A chronicle of John and Jill's trip this summer.

Sunday, July 29, 2007

Superseis

This past week one of the things that I did was to make a powerpoint presentation for Mita´i to use in a meeting with the supermarket chain "Superseis." When you shop at Superseis they ask you if you want to round up your purchase to the next 1000 guaranies, and then they (supposedly) give the difference to charity. So Mita´i wants in on the action, hence the meeting and the powerpoint. I don´t know if they actually want me at the meeting, but we´ll see. The presentation was the result of a very long meeting that I had with the president of Mita´i, Monica. She is a well-to-do Paraguayan-German mother of a cancer survivor. Most of the meeting was her asking me questions about Mormons, sharing her feelings on almost every other religion, her husband´s job, her special diet of biblical foods, her opinion on international loans, and me listening while eating lots of food that her cook had prepared. Everyone who has even a little money here in Asuncion has a maid or a cook or a maid/cook. Sometimes I love the idea, but sometimes it drives me crazy. Like when Monica takes care of talking my head off and her cook takes care of everything else.

Something cool this week - I got to scrub in and see a surgery. I got there as the surgery was finishing;I went back to the surgical wing, introduced myself, and they said that they had a surgery going on right then and why didn´t I go watch right away. So they gave me scrubs to put on, and then the cap, face mask, and booties. Then they told me to wash my hands and just put me in the door. No introduction to the surgeon or anasthesiologist or anything. So I introduced myself and they welcomed me in and I watched as the surgeon stiched his little patient up. Everyone here is really confused when I tell them that I haven´t gone to medical school yet, because here you go to medical school right after high school. So they always ask if I´m a doctor, then if I´m studying medicine, then they are confused as to why a 24 year old kid wasn´t already in if not done with medical school. When I asked them what was wrong with the patient, they gave the diagnosis, which of course I didn´t understand. So I asked them what that was and they pointed to the kid´s manly parts and said that they didn´t work. If I didn´t understand the formal diagnosis, how would I ever understand anything besides, " this part here that I am pointing to doesn´t work, stupid." (the stupid was inferred) The patient was probably eleven years old or something around there, and whatever they did required stitches all around the penis and some on his inner thigh. It kind of looked like to me that his penis was attached to his inner thigh and they had to seperate it and kind of reconstruct it.

The interesting part was when they finished and the anasthesiologist started to wake the kid up. He hurt a lot and started to move around, wanting to touch the stiches and his wound. The nurses were doing something else and the doctor couldn´t hold the kid down by himself, so I held the kid´s legs. It reminded me a whole lot of docking the lambs with grandpa.

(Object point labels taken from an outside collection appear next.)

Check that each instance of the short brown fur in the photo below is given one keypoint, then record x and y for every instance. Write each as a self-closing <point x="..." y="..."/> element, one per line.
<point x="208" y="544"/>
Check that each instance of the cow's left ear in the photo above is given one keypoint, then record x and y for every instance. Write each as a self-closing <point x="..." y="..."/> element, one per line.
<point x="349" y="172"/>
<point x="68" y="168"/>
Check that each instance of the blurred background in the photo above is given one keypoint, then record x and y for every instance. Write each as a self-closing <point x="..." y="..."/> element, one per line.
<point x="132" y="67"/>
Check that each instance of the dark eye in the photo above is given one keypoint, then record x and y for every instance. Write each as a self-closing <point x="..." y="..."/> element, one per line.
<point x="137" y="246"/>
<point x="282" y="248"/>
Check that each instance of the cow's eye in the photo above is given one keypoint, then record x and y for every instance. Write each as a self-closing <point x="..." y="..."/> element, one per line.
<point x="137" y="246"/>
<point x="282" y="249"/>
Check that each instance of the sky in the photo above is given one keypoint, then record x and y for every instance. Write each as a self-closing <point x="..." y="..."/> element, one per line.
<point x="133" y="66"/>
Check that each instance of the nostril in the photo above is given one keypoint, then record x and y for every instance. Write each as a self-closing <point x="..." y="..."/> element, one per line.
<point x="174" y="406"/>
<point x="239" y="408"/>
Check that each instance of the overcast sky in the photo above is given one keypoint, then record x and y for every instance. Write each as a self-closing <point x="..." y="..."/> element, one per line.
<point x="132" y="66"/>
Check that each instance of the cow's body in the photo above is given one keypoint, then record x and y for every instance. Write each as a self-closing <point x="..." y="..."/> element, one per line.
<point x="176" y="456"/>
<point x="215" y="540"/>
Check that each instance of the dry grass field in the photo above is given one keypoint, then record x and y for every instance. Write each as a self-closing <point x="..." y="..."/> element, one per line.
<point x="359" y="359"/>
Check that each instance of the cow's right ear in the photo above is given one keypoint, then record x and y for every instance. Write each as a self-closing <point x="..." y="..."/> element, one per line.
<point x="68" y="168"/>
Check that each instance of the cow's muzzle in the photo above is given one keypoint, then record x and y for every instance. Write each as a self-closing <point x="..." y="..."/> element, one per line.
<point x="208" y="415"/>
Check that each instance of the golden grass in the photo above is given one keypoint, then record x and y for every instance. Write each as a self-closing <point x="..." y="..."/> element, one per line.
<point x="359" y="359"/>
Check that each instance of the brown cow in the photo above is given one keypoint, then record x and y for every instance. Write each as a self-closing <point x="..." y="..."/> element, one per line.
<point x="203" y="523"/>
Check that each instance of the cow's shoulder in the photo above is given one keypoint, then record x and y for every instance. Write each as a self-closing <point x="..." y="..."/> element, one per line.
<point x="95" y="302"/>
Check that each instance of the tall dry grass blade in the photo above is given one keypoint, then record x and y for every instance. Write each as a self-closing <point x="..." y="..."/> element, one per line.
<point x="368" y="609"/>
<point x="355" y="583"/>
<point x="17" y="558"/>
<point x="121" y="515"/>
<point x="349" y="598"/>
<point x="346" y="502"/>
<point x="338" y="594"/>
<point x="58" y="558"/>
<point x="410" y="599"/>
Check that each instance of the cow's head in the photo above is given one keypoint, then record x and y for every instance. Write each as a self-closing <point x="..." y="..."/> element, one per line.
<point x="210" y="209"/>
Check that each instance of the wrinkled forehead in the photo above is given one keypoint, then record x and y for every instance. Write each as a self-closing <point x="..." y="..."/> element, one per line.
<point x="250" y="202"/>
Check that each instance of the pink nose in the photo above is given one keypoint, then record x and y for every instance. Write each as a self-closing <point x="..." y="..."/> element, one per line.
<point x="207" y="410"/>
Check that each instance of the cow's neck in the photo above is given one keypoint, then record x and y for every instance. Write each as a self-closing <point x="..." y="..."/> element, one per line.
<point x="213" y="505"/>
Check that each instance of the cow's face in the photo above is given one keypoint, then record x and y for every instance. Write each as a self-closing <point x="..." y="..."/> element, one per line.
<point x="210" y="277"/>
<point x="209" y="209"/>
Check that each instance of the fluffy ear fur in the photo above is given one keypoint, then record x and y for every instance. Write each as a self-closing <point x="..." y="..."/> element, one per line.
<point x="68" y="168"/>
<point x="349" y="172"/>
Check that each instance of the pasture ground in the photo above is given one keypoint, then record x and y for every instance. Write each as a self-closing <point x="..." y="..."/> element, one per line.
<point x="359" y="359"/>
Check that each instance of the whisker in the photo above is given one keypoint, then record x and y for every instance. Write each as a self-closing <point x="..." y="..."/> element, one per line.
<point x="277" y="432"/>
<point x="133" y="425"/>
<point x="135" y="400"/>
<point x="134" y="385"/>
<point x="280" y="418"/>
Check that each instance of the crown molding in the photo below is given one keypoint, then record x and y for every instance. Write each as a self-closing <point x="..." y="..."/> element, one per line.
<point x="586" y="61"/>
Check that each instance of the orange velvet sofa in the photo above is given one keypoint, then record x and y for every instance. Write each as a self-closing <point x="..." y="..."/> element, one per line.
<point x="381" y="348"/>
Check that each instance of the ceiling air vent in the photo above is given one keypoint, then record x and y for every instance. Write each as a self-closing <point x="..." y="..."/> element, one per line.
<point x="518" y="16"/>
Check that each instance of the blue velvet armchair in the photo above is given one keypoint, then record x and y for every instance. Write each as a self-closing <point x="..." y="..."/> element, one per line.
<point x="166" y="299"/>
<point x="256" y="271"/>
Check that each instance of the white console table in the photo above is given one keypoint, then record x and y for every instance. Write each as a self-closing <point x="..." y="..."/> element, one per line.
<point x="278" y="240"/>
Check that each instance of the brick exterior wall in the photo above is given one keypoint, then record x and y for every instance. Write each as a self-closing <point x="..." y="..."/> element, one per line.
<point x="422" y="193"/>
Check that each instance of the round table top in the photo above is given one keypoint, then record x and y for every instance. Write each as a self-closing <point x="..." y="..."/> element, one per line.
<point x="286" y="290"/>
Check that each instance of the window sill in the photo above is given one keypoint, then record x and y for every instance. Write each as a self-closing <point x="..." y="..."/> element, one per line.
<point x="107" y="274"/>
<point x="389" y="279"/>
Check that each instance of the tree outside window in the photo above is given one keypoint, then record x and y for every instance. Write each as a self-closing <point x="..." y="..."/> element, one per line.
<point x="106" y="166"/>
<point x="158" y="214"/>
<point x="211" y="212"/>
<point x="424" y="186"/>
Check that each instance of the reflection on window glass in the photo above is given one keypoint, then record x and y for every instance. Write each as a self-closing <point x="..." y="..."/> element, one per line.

The interesting part was that the anasthesiologist didn´t put local anesthesia on the surgical wound until after he was awake and hurting. Maybe there was a reason for that and maybe not, but it seemed like kind of a dumb idea for the ten minutes that the kid was crying and we were all holding him down until the local anasthesia kicked in.

This week I would like to see a complete surgery, hopefully a tumor removal or something. But for now, I need to sleep, people.